Watching

The season of advent is about being aware of the realities of our world – the dangers and the fears. We can’t ignore reality and there are steps we take to survive, to navigate through the craziness of our lives. But our job is more than that – it’s to see beyond and deeper, to be on notice for the signs of hope and the ways in which dreams will find their way to reality. The signs of disaster are easy to see.

The deficits of time, money, kindness and love are easy to see. Flooding and new letters of the Greek alphabet are easily in our sights. It’s easy to notice the aches and pains. Can we see the signs of hope? Can we define what we are holding on to?

Our first posture is to be awake to constant glimpses of everything that is beautiful, sacred and amazing – by watching, by being attentive.  We have to practice at noticing them, then commit to building what we see there and making it real in our lives.

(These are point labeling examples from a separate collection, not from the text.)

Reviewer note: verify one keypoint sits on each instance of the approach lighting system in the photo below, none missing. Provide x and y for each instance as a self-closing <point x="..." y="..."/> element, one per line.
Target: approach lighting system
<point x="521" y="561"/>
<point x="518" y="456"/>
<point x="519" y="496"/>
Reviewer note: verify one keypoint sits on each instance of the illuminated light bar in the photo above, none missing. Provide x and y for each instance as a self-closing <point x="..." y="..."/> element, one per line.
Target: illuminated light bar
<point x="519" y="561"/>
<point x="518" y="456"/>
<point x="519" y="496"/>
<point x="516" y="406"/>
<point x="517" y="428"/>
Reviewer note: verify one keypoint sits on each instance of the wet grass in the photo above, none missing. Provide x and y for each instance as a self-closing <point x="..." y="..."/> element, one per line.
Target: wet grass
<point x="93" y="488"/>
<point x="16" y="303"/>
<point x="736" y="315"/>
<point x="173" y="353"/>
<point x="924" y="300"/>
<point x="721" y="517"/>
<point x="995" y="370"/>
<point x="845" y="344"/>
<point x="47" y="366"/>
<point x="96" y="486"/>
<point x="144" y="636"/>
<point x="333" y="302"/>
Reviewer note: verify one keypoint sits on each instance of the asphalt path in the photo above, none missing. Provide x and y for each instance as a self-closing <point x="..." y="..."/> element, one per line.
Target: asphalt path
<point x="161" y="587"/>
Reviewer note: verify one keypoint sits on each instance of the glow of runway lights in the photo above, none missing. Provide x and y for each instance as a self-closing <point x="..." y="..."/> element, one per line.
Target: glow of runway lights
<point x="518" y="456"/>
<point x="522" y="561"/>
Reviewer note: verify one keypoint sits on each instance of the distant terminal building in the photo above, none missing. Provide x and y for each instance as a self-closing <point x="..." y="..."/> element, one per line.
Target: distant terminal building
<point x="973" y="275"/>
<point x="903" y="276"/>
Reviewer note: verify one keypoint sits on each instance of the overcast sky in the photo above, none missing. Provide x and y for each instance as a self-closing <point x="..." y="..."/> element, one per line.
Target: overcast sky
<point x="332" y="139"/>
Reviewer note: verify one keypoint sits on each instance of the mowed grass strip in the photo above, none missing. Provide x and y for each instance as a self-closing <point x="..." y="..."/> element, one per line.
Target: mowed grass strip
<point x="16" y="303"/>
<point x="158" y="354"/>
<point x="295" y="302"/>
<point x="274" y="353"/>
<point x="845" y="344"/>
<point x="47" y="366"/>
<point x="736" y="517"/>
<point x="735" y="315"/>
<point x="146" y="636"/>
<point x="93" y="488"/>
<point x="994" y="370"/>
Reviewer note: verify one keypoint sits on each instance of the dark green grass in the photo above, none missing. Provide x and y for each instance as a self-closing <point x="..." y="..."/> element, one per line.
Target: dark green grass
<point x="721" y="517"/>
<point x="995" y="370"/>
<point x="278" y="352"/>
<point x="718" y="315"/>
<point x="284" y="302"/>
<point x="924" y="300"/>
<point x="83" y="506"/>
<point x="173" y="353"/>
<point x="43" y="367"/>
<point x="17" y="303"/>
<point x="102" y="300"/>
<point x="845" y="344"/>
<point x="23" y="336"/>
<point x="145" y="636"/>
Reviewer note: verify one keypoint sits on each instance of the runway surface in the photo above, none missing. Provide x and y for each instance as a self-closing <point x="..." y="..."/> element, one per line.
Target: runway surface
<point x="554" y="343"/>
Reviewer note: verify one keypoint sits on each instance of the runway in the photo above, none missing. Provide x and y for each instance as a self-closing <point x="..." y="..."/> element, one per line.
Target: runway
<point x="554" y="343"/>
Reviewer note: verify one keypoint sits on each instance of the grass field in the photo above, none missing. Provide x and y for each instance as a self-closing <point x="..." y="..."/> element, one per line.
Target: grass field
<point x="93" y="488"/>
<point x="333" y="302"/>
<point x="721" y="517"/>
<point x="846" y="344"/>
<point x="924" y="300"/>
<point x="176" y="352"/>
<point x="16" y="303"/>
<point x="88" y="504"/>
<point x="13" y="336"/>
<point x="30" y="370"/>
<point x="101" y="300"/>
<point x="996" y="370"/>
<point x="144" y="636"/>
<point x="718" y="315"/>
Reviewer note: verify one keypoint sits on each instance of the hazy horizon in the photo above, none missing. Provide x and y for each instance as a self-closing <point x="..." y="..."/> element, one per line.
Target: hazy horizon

That is what we’re made for: for building the present.

Expecting

We live in a star seeking society. We love to make someone into more than they can ever be and then discredit and dethrone them as soon as they disappoint us. We love pinning our hopes on another and downloading our responsibility as a species onto a few prime candidates. And this season of advent invites us into a counterculture where we resist the urge to pin the tail on yet another donkey, where we counter the quest for a messiah by assuming our personal and collective responsibility. It is the time to become the ones we’ve been waiting for.  

Dreaming

We’re all familiar with dreams – the good and the bad. Christmas is a season of dreams. In the original Christmas story, no fewer than eight stories use dreams as a way suggest an inner knowing. Joseph, Mary, the shepherds and Magi all have dreams that help them get in touch with wisdom that guides them through the twists and turns of the story. Christmas is also a time that we all are inspired to think and dream about generosity, giving and taking actions that dream of a better world for all.

Our spiritual ancestors in the Jewish tradition understand that it’s the interpretation that gives dreams their meaning. We are the interpreters of our experiences.

If this legacy of our spiritual ancestors tells us anything, it’s that we’re not meant to experience our dreams or ideas of our future passively. We have inner wisdom available to us – in our experience, feelings, the guidance of our inner compass, in our sense of ourselves and the world.

From there, we can dig below the surface, to be the interpreters of that wisdom to bring our whole selves to what it all means. This is an awesome power that can effect great change.

And once we tune ourselves into that wisdom, then the hard work of digging in to what it’ll take to make the world we want come to pass. It won’t happen alone. It will happen when we find others who share those dreams and when we work to make them so – socially, politically, relationally, in whatever ways we might work for change. It is the work of Christmas, and it all starts with being bold enough to have the dream in the first place.

Turning

There will be no return to a pre-COVID world. Just as there was no return to a pre-manger world for the characters in the nativity story. This is our world now, but what it will become is still in the making.

Moment by moment our world is made, as we turn with our experience and turn into our learning. As we turn with all that we have seen and heard—softened, changed, more grateful and intentional.

Aware of the difference between deferred plans and devastation, we turn into our deepness, contented and craving less.